Berefleksi pada tantangan yang dihadapi Musa dan bagaimana TUHAN memberikan solusi dalam kisah Keluaran 17:1-7, pengalaman rohani apa yang pernah teman-teman dapatkan terkait bagaimana Tuhan menjawab teriak minta tolong kita? Selamat berbagi dan saling menjadi berkat. Kasih dan pemeliharaan Allah Tritunggal terus bersama kita sekalian, Amin.
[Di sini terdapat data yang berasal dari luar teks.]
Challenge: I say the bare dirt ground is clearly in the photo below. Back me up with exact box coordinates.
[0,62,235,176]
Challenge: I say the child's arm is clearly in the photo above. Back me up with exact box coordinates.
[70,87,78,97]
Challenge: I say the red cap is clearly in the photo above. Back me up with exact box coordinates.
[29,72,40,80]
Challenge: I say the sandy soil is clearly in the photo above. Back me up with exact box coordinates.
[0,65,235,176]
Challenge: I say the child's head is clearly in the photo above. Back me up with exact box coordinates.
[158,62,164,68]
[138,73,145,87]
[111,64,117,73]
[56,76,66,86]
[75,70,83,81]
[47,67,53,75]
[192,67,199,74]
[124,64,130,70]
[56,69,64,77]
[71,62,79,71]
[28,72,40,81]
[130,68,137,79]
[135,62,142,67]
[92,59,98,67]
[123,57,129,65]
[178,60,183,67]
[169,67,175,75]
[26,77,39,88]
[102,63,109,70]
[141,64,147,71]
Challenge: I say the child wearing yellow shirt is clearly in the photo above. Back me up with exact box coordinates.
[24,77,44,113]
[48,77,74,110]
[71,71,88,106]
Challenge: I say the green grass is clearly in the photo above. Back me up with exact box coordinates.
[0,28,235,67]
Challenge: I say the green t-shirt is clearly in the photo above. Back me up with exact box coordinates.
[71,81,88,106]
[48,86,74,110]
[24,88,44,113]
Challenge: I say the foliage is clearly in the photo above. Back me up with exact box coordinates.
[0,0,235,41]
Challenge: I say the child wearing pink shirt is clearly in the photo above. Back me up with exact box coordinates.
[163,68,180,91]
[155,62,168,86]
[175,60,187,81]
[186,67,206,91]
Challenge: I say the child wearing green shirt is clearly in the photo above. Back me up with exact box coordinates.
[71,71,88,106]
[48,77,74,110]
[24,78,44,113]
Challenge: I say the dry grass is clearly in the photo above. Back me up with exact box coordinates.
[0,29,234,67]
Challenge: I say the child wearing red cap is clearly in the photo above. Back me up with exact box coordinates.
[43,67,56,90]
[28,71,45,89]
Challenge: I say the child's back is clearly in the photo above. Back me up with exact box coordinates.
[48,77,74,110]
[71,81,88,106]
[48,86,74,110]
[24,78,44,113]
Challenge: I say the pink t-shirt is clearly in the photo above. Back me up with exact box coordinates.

Terima kasih, Mbak Omi! Saat Mbak kirim tautan ini via WA, aku langsung buka dan baca. Baru satu paragraf, aku tidak lanjut karena harus mengerjakan sesuatu. Barusan, aku baca ulang sampai habis. Pasti tidak kebetulan, beberapa hari ini, aku baca buku Facing Your Giants oleh Max Lucado. Buku ini membahas tentang sikap Daud yang berserah pada kehendak Allah, dan kerendahan hatinya saat meratap menangisi kesusahan, kegalauan, dan ketakutannya. Nama Daud disebut sebanyak 59 kali dalam Perjanjian Baru. Ia disebut sebagai "hamba yang berkenan" di hati Allah karena Ia selalu berusaha mencari wajah Allah Sang Penolong. Siang ini, kisah Mbak Omi menguatkan aku pula. Terima kasih, Mbak Omi. Tuhan memberkati.